The dopamine transporter (DAT) is a plasma membrane protein that limits dopamine (DA) neurotransmission in the brain and, in doing so, modifies human behavior. It is an important site of action for cocaine and other abused psychostimulants. Altered expression of the DAT may contribute to some polygenic neuropsychiatric disorders. For other disorders, altered DAT expression represents a response to pathological processes. Despite its obvious clinical importance, surprisingly few studies have functionally characterized putative regulatory sequences within the DAT gene. This is the gap in scientific knowledge that our lab seeks to fill. The long-term goal of this project is to develop a much better understanding of the molecular mechanisms regulating DAT gene expression, which may lead to novel therapeutic strategies for the treatment of drug abuse and other brain disorders involving alterations DA neurotransmission.
Specific Aim 1 will determine the site and mechanism of action by which the transcription factors nurr1 and pitx3 increase DAT gene transcription, as well as their roles in maintaining DA phenotype in vivo, using a series of newly developed reagents (e.g. ChIP, siRNA, AAV vectors). Nurr1 and pitx3 binding to the DAT gene in postmortem brains from cocaine abusers will also be determined.
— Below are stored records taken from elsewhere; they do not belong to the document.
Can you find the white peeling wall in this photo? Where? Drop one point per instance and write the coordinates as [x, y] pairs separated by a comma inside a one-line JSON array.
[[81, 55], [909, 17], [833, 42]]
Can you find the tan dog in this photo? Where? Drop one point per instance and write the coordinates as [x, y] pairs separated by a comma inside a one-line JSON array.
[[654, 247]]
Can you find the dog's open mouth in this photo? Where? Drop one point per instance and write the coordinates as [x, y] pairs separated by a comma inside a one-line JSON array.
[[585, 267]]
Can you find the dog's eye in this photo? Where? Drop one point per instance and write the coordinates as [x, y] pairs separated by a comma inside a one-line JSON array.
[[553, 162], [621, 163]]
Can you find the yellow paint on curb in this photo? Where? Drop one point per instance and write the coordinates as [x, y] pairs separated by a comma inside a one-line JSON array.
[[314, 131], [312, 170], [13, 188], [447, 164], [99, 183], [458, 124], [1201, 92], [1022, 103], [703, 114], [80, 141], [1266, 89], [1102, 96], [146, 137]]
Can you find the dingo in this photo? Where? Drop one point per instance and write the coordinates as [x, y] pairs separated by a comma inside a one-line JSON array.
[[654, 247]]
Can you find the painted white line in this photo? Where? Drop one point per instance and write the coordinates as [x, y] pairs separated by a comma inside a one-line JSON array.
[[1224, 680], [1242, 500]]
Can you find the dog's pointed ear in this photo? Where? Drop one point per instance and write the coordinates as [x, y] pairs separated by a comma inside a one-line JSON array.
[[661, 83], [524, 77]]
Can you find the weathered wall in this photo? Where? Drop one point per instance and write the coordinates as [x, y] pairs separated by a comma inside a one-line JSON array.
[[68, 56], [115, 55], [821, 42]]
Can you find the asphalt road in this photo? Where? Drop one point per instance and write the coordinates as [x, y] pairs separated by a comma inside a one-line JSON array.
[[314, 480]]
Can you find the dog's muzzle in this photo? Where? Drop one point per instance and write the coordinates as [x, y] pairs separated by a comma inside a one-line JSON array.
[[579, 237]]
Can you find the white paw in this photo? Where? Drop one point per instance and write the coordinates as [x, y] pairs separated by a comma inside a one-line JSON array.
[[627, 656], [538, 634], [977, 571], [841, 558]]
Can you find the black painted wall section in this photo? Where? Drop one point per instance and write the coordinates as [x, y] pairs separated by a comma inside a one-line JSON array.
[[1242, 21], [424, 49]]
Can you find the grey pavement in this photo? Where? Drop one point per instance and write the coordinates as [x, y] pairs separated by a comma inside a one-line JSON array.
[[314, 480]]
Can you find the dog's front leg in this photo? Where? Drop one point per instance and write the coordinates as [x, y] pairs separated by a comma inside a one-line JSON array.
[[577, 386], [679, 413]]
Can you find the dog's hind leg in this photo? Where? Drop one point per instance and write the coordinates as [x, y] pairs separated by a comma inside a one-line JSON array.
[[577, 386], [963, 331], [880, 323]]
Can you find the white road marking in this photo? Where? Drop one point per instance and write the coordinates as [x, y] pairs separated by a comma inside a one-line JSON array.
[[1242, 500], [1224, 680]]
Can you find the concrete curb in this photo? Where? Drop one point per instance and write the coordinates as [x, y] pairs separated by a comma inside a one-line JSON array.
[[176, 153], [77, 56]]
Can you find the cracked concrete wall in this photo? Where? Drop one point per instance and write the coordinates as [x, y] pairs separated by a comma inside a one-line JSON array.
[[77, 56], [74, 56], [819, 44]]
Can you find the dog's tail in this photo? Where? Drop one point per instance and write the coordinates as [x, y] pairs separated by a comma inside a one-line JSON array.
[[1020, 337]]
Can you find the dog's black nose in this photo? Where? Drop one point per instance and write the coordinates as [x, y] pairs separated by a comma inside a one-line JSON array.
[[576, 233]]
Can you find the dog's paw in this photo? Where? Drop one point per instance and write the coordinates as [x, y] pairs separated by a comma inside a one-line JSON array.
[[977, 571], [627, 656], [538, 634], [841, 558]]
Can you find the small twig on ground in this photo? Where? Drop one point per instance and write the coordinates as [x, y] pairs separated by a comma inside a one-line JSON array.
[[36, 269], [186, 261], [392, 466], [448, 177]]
Specific Aim 2 will investigate the molecular effects of the therapeutic drug valproate on DAT gene transcription, DAT expression in vivo, and cocaine-induced changes in DAT expression. Given the cocaine-induced decreases in DAT gene expression seen in both animal models and human cocaine abusers, it is possible that some of valproate's suggested therapeutic effects in addiction may involve activation of DAT gene expression.
Specific Aim 3 will develop a comprehensive profile of human midbrain gene expression and genes co-regulated with the DAT in cocaine abusers, providing molecular insights into the addicted brain that complement our current cellular and animal models of addiction. Genes that may regulate the DAT, as well as additional nurr1/pitx3 target genes, will be identified.
These Aims are conceptually linked, building from mechanistic studies of the regulation of DAT transcription (Specific Aim 1), to investigating a regulatory mechanism that may prove therapeutically important (Specific Aim 2), to examining genes co-regulated with DAT, leading to a more comprehensive understanding of cocaine's effects on DA systems.